The 2019 Burroughs Wellcome Fund North Carolina Teacher of the Year Mariah Morris was named Friday to represent teachers on a statewide platform. Morris, a second-grade teacher at West Pine Elementary School in Pinehurst, said she wants to create opportunities for STEM (science, technology, engineering, and math) learning for underserved populations.
“The language our 21st century students speak is the language of coding and robotics and computers and engineering. These skills are at a premium, and if we want our students to be competitive in the global economy after they graduate, we must begin by providing them an equitable opportunity to STEM education,” Morris said as she accepted her title in Cary.
Morris — who has been teaching for 13 years in both high school and elementary school settings — said reaching students from diverse backgrounds with diverse needs is at the core of her teaching philosophy.
“This can and be should be a statement of equity,” she said. “We must encourage, we must nurture, and we must push our students who traditionally underperform in STEM-related jobs and professions to take the leap and find their voice as a successful 21st century learner.”
Morris was selected from nine finalists, eight from different geographic regions of the state and one who represented charter schools. The position is selected by a committee of educators, business, and community leaders each year. Morris will sit on the State Board of Education as an advisor for two years and will travel the state advocating for the teaching profession.
Watch below to hear Morris’s acceptance speech.
Morris said growing up in Durham in a blue-collar family exposed her to a diverse set of friends and a diverse community from an early age.
“When I look back on the reason I became a teacher, it wasn’t because of one specific adult,” she said. Rather, it was the story of my peers, specifically my peers who weren’t successful in school, who influenced me to enter the world of education.”
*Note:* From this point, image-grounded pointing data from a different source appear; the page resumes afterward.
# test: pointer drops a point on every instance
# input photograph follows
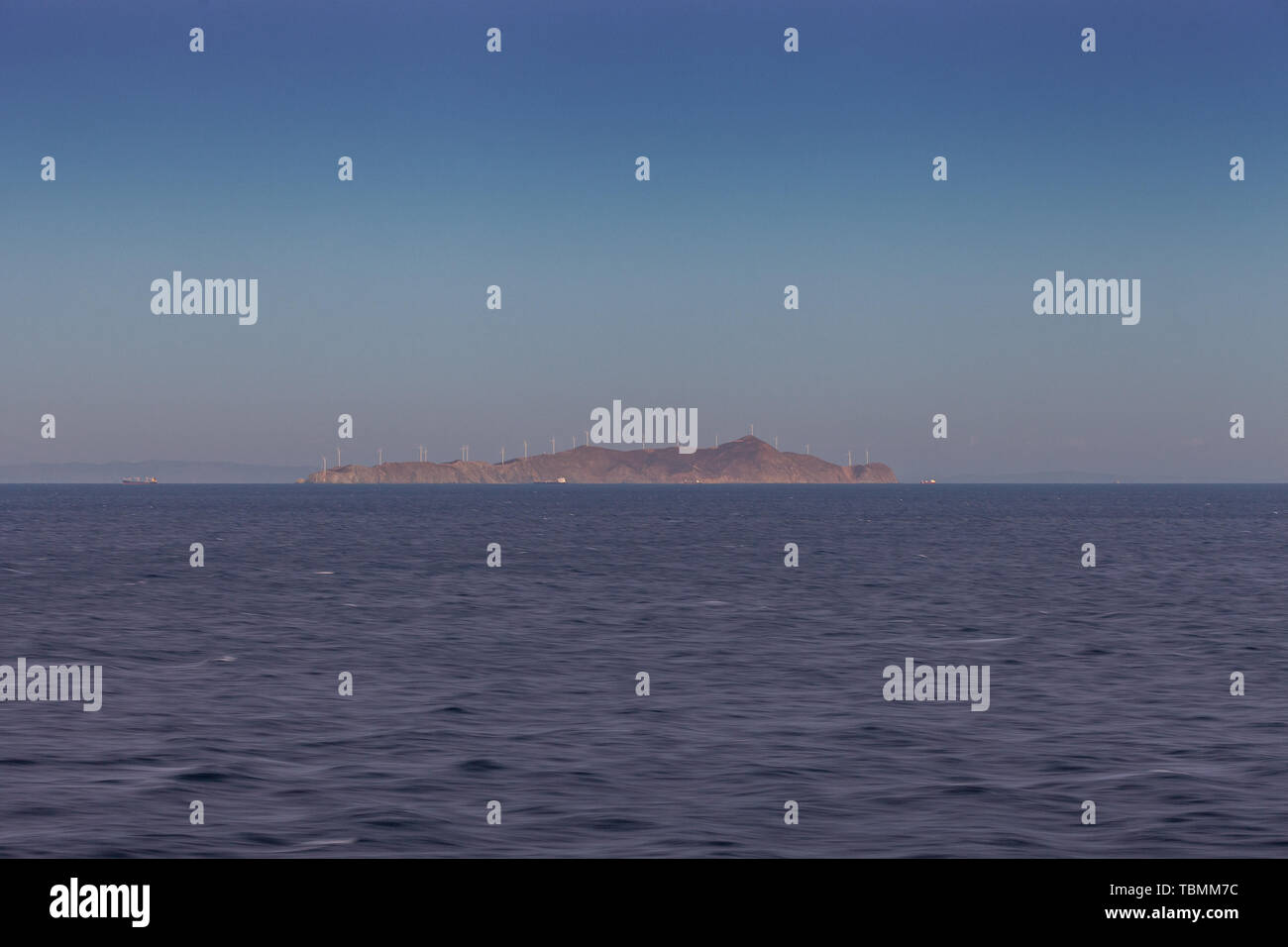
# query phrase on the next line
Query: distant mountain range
(746, 460)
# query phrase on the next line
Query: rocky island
(746, 460)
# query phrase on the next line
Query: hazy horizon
(768, 169)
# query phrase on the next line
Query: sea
(496, 711)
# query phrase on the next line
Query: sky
(767, 169)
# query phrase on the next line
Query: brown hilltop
(746, 460)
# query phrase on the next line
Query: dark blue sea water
(518, 684)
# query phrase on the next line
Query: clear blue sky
(767, 169)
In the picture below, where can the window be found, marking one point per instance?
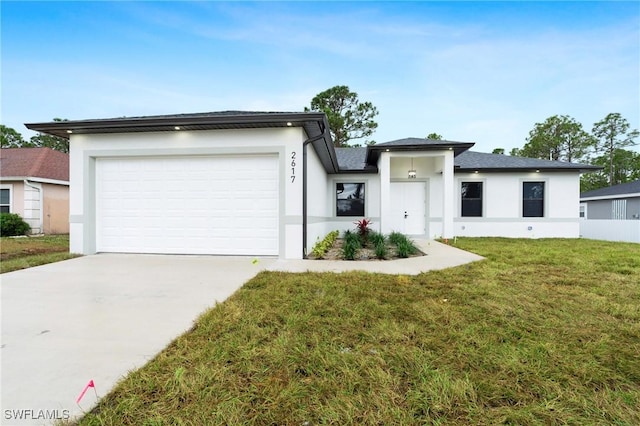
(618, 209)
(533, 199)
(350, 199)
(5, 200)
(471, 199)
(583, 211)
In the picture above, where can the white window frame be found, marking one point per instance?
(335, 196)
(484, 192)
(10, 188)
(545, 198)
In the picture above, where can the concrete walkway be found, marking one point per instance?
(438, 256)
(99, 317)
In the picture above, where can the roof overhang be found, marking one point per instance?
(580, 169)
(33, 179)
(374, 151)
(314, 123)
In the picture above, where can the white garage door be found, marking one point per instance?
(188, 205)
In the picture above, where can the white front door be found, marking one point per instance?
(408, 207)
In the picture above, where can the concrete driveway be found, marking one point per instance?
(96, 318)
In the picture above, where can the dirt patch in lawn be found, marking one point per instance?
(17, 247)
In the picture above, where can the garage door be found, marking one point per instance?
(188, 205)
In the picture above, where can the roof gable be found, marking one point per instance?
(34, 162)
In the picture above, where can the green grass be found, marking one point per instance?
(26, 252)
(541, 332)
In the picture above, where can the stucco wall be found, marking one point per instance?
(317, 211)
(84, 149)
(55, 209)
(502, 206)
(17, 196)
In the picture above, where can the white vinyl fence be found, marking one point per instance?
(611, 230)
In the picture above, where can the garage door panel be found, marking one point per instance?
(198, 205)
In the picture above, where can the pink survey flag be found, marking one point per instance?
(89, 385)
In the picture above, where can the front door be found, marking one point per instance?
(408, 207)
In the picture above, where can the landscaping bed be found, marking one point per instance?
(364, 244)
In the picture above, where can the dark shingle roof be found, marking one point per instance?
(420, 142)
(34, 162)
(622, 189)
(352, 159)
(471, 161)
(191, 121)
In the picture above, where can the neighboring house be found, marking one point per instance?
(250, 183)
(34, 183)
(618, 202)
(611, 213)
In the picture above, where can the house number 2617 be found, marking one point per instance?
(293, 167)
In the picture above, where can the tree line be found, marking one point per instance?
(562, 138)
(559, 138)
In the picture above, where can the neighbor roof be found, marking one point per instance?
(616, 190)
(43, 163)
(472, 161)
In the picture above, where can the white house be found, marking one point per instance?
(255, 183)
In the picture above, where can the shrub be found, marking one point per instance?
(376, 238)
(12, 224)
(321, 247)
(396, 237)
(362, 226)
(381, 250)
(352, 238)
(350, 249)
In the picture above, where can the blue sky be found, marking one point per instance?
(483, 72)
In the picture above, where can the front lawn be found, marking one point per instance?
(24, 252)
(541, 332)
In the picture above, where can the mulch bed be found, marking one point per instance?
(367, 253)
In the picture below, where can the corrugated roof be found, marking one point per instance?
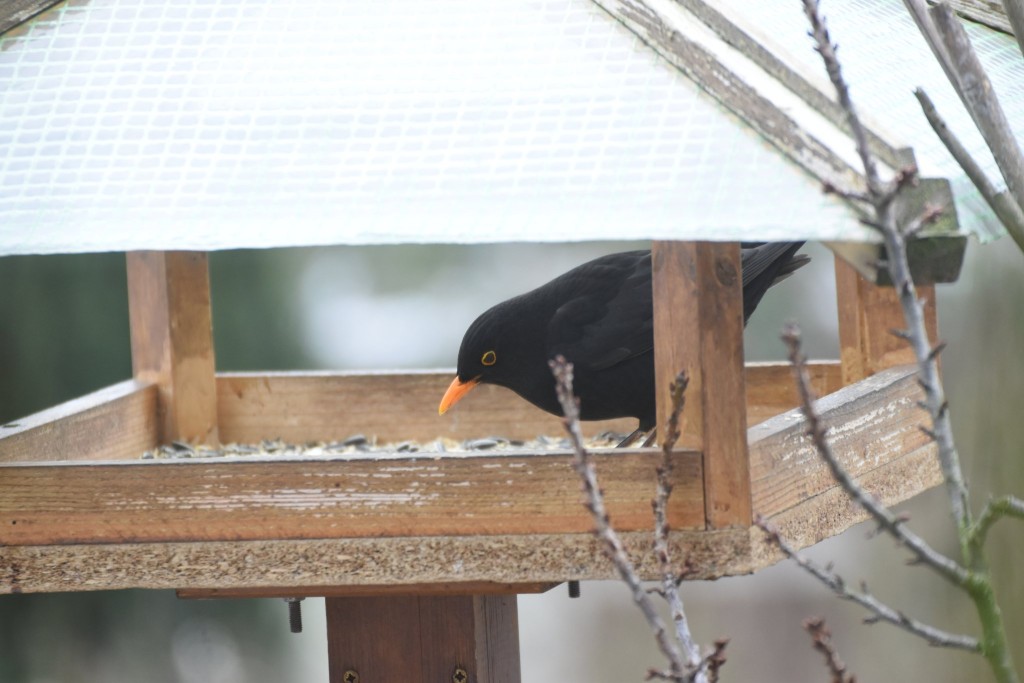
(216, 124)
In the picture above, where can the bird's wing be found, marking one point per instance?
(608, 318)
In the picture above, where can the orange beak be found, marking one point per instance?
(456, 391)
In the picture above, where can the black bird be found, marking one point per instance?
(600, 316)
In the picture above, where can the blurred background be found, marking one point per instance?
(64, 332)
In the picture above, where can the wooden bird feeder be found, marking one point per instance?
(426, 552)
(424, 548)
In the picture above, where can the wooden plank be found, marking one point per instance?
(353, 562)
(771, 390)
(465, 588)
(498, 632)
(392, 407)
(326, 407)
(373, 639)
(866, 315)
(222, 499)
(15, 12)
(114, 423)
(698, 326)
(172, 340)
(868, 423)
(427, 638)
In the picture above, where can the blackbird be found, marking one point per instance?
(598, 315)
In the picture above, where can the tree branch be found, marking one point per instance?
(1001, 202)
(994, 510)
(881, 611)
(670, 579)
(690, 668)
(883, 516)
(821, 637)
(899, 272)
(1015, 12)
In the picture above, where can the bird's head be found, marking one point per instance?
(487, 355)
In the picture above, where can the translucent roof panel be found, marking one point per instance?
(885, 58)
(209, 124)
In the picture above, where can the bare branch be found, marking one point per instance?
(821, 637)
(1001, 202)
(670, 580)
(827, 51)
(884, 517)
(613, 549)
(880, 610)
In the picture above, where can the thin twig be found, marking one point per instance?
(1001, 202)
(881, 611)
(994, 510)
(884, 517)
(980, 99)
(670, 580)
(899, 272)
(612, 545)
(1015, 12)
(821, 637)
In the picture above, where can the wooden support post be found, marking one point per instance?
(423, 639)
(867, 314)
(172, 340)
(698, 326)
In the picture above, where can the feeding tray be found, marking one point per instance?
(81, 509)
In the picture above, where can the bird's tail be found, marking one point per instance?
(766, 264)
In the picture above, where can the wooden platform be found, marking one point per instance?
(77, 518)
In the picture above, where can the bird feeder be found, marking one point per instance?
(426, 552)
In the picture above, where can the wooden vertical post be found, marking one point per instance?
(172, 340)
(423, 639)
(867, 314)
(698, 326)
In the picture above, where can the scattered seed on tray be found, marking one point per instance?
(360, 443)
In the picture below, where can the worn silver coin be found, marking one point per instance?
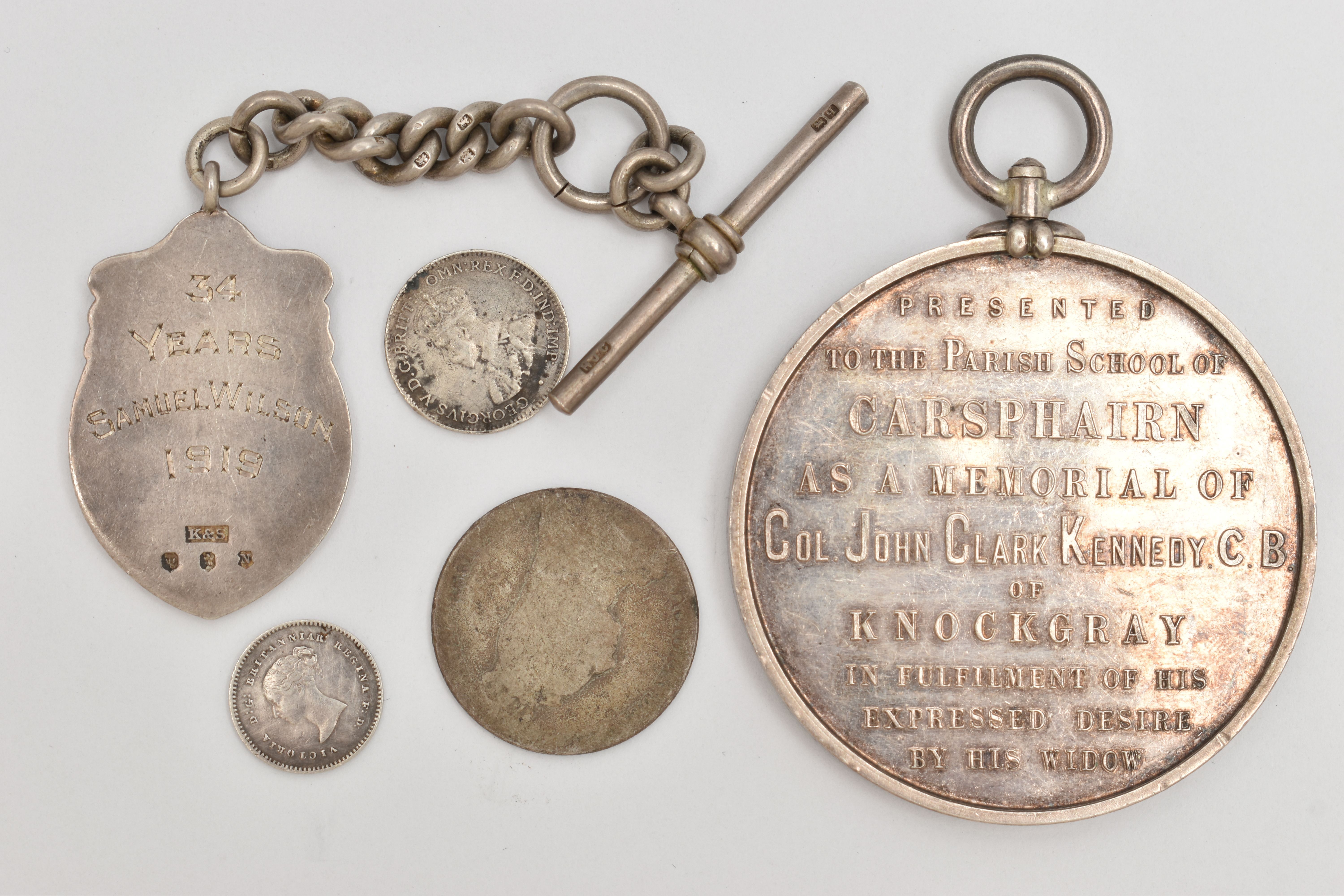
(306, 696)
(476, 342)
(565, 621)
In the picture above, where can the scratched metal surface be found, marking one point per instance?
(210, 439)
(1005, 717)
(476, 342)
(565, 621)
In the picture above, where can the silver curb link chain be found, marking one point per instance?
(443, 143)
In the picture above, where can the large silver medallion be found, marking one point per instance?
(1023, 539)
(210, 439)
(476, 342)
(306, 696)
(565, 621)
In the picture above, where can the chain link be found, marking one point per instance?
(443, 143)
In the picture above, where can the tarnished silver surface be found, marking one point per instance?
(306, 696)
(476, 342)
(1041, 565)
(1023, 539)
(210, 439)
(565, 621)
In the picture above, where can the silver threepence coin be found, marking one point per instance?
(306, 696)
(476, 342)
(565, 621)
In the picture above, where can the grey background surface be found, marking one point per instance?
(120, 770)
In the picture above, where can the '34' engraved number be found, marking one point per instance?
(228, 287)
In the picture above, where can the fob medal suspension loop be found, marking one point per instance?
(1023, 528)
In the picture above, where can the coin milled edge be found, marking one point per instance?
(237, 675)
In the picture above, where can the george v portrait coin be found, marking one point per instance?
(306, 696)
(565, 621)
(476, 342)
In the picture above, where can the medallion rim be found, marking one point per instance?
(767, 653)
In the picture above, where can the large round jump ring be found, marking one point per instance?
(571, 96)
(256, 166)
(962, 131)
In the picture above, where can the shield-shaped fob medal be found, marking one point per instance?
(1023, 530)
(210, 437)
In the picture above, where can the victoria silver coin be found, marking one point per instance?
(1023, 530)
(209, 439)
(476, 342)
(565, 621)
(306, 696)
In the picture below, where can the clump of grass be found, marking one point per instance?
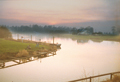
(3, 57)
(35, 53)
(116, 78)
(22, 53)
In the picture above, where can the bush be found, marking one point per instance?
(4, 32)
(22, 53)
(116, 78)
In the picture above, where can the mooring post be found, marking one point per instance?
(31, 37)
(90, 79)
(53, 39)
(18, 36)
(111, 76)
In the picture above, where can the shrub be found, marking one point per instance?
(22, 53)
(116, 78)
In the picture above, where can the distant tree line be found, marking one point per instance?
(4, 32)
(49, 29)
(60, 29)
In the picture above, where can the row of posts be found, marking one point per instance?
(31, 38)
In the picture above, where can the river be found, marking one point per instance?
(75, 60)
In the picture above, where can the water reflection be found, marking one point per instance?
(18, 61)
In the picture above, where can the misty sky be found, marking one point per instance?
(60, 12)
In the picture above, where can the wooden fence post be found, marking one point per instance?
(31, 37)
(53, 39)
(18, 36)
(111, 76)
(90, 79)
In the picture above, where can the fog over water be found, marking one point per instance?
(75, 60)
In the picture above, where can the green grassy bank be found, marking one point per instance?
(91, 37)
(15, 48)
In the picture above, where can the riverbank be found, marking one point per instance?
(16, 48)
(90, 37)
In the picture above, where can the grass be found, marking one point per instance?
(91, 37)
(116, 78)
(16, 48)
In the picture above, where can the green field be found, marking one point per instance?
(9, 46)
(90, 37)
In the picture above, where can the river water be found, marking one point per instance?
(75, 60)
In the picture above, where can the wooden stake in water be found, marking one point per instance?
(31, 37)
(18, 36)
(53, 39)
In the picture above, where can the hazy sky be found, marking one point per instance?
(59, 11)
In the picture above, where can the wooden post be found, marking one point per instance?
(90, 79)
(53, 39)
(111, 76)
(18, 36)
(31, 37)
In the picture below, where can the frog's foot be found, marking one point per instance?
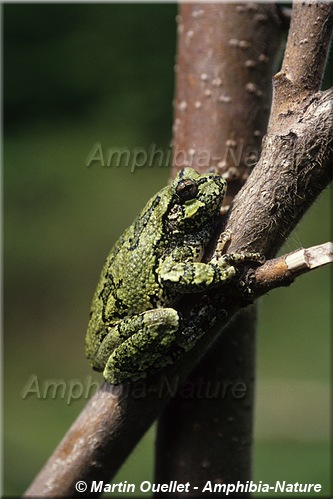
(145, 348)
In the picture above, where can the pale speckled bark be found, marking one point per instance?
(226, 54)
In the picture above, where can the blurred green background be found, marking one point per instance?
(74, 76)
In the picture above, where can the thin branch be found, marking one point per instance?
(283, 270)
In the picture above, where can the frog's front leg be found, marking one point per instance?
(193, 277)
(134, 345)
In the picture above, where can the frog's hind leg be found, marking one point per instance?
(152, 334)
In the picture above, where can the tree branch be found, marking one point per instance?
(229, 62)
(294, 168)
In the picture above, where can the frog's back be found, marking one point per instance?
(128, 284)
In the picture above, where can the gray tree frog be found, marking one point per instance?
(134, 328)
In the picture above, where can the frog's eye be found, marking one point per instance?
(187, 189)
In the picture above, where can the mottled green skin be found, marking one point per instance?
(133, 329)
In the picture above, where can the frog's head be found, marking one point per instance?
(195, 199)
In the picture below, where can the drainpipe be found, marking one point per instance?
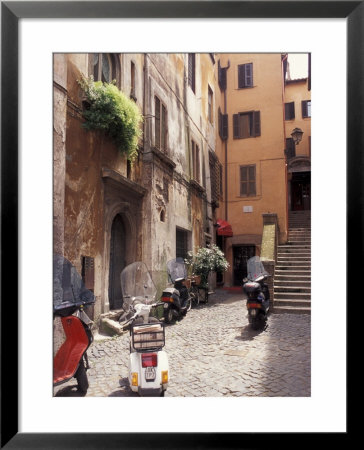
(226, 152)
(284, 59)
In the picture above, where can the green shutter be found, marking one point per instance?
(236, 126)
(256, 123)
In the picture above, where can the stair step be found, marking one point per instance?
(288, 302)
(292, 284)
(291, 310)
(291, 296)
(294, 249)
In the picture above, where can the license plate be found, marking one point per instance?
(150, 374)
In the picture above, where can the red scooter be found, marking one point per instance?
(69, 299)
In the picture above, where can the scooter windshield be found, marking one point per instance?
(176, 268)
(255, 268)
(137, 282)
(68, 286)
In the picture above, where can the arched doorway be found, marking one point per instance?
(117, 261)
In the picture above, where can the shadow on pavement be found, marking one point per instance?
(70, 391)
(248, 333)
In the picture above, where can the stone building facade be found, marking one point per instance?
(108, 212)
(260, 176)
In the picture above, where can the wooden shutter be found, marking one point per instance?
(224, 126)
(245, 75)
(164, 129)
(247, 181)
(304, 108)
(221, 77)
(256, 123)
(157, 128)
(248, 74)
(236, 130)
(191, 70)
(241, 76)
(251, 180)
(289, 111)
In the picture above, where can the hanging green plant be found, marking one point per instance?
(207, 259)
(112, 111)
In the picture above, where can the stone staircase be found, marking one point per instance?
(292, 275)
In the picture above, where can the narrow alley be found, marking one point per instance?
(214, 352)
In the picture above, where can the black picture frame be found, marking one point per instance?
(11, 12)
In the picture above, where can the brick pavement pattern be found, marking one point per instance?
(214, 352)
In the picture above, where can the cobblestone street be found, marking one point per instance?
(214, 352)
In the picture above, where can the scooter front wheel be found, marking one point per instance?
(81, 377)
(168, 315)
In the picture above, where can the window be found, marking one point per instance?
(290, 148)
(103, 67)
(245, 75)
(210, 112)
(221, 73)
(195, 162)
(223, 125)
(132, 81)
(215, 178)
(306, 108)
(191, 71)
(289, 111)
(160, 129)
(247, 181)
(181, 243)
(246, 124)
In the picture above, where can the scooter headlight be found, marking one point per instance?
(134, 378)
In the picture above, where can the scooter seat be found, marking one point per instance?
(66, 361)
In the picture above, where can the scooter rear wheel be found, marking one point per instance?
(81, 377)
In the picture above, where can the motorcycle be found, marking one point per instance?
(148, 362)
(257, 292)
(176, 299)
(70, 297)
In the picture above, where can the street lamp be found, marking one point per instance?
(297, 135)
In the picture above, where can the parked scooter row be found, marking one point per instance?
(148, 362)
(257, 292)
(70, 297)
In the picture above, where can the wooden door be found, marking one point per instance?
(241, 254)
(117, 262)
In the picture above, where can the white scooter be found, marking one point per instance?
(148, 363)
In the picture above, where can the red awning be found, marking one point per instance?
(224, 228)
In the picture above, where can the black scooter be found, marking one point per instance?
(176, 299)
(257, 292)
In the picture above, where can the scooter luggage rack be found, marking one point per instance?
(148, 336)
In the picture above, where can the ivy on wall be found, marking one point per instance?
(111, 110)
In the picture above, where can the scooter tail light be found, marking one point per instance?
(254, 305)
(134, 379)
(149, 360)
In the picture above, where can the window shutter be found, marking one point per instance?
(164, 129)
(248, 74)
(222, 77)
(157, 123)
(256, 122)
(224, 126)
(241, 76)
(304, 108)
(236, 126)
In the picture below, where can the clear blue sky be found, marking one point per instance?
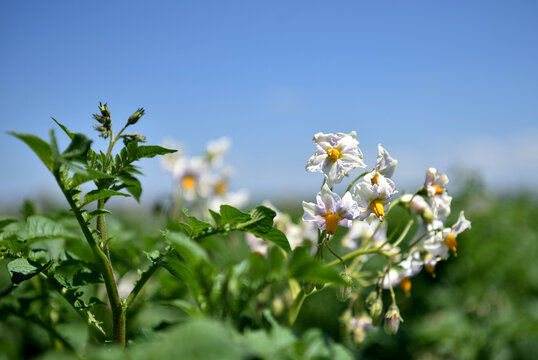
(438, 83)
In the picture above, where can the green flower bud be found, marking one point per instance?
(344, 292)
(370, 299)
(376, 311)
(308, 287)
(136, 116)
(392, 320)
(104, 110)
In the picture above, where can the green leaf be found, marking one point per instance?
(233, 216)
(78, 147)
(275, 236)
(90, 175)
(69, 133)
(302, 266)
(5, 222)
(100, 194)
(189, 250)
(197, 227)
(24, 269)
(149, 151)
(131, 184)
(39, 146)
(39, 227)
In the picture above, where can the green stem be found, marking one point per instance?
(296, 307)
(85, 314)
(143, 279)
(118, 313)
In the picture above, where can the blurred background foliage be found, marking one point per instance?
(482, 303)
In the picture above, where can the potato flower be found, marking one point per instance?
(373, 199)
(435, 187)
(439, 243)
(335, 156)
(384, 169)
(330, 210)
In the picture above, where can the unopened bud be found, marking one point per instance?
(344, 292)
(136, 116)
(376, 311)
(104, 110)
(392, 320)
(308, 287)
(370, 299)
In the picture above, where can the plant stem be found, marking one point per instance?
(118, 311)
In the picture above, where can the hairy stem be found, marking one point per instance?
(118, 311)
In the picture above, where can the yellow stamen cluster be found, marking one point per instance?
(405, 284)
(221, 187)
(451, 242)
(438, 189)
(188, 182)
(333, 154)
(377, 208)
(375, 178)
(331, 222)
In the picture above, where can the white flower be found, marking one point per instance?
(439, 243)
(435, 187)
(335, 156)
(373, 199)
(331, 210)
(362, 230)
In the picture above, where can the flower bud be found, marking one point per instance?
(370, 298)
(392, 320)
(136, 116)
(104, 110)
(344, 292)
(308, 287)
(376, 311)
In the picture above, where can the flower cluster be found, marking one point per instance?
(363, 208)
(201, 182)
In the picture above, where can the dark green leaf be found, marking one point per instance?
(302, 266)
(24, 269)
(39, 146)
(90, 175)
(78, 147)
(100, 194)
(149, 151)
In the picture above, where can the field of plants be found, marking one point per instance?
(367, 273)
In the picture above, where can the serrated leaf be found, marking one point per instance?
(190, 251)
(96, 213)
(24, 269)
(39, 227)
(39, 146)
(95, 195)
(149, 151)
(233, 216)
(78, 147)
(302, 266)
(90, 175)
(197, 226)
(5, 222)
(132, 185)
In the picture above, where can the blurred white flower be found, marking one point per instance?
(335, 156)
(331, 210)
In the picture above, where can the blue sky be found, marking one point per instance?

In middle school, Morris said her teachers noticed her academic performance and led her to enroll in honors courses and pursue postsecondary education. Her life was suddenly changed, she said, and she had opportunities that some of her friends didn’t.
“I felt that it was unfair that our paths in school diverged from each other,” she said. “I became a teacher to change lives. I became a teacher as a call to social justice so that I could help reach the needs of all of my diverse learners.”
Morris said she moved to rural Moore County because of her husband, where she has learned about the diverse needs in a different part of the state and has been exposed to the poverty in rural schools.
“He showed me another piece of that equity puzzle,” she said.